Steve sang several verses of the Widow that Keeps the Cock Inn, loudly and with great enthusiasm, Bucky reluctantly joining in on the bits he knew. Afterwards, Bucky erected a barrier over the not-quite-a grave, one that would last for hundreds of years, protecting the spot from magic. They both thought Hawkeye would appreciate the gesture.
Before they returned to San Francisco, Bucky extracted a promise from Steve that before he bought any more rings he'd show them to Bucky first.
"Wait," Steve said, leaning back, his arms wrapped around Bucky, ready to be carried through the dark and the cold. "Does this mean you want me to buy you another ring?"
Bucky stared up at the sky, avoiding Steve's eyes.
Steve caught Bucky's chin in one hand and pulled his head down. "Bucky."
"It was a beautiful ring, if you ignore that it was haunted. I," he hesitated, "I like the idea of having something like that from you. It's very human, but you're human and I—" He stopped, looking strangely vulnerable.

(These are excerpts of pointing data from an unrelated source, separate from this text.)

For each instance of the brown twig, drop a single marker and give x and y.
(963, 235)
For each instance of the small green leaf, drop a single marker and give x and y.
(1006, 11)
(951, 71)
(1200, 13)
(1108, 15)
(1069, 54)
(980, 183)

Steve smiled gently. "I'll buy you a ring," he leaned up to kiss him, "something you can wear, something you can look at when we're not together and know I gave it to you."
The vulnerability faded and he looked pleased, eyes gleaming gold. "After I make sure it's not haunted. Or cursed. Or magic."
"After that," Steve agreed with a lopsided smile. "Let's go home."
Bucky closed his arm around Steve and carried them both into the dark.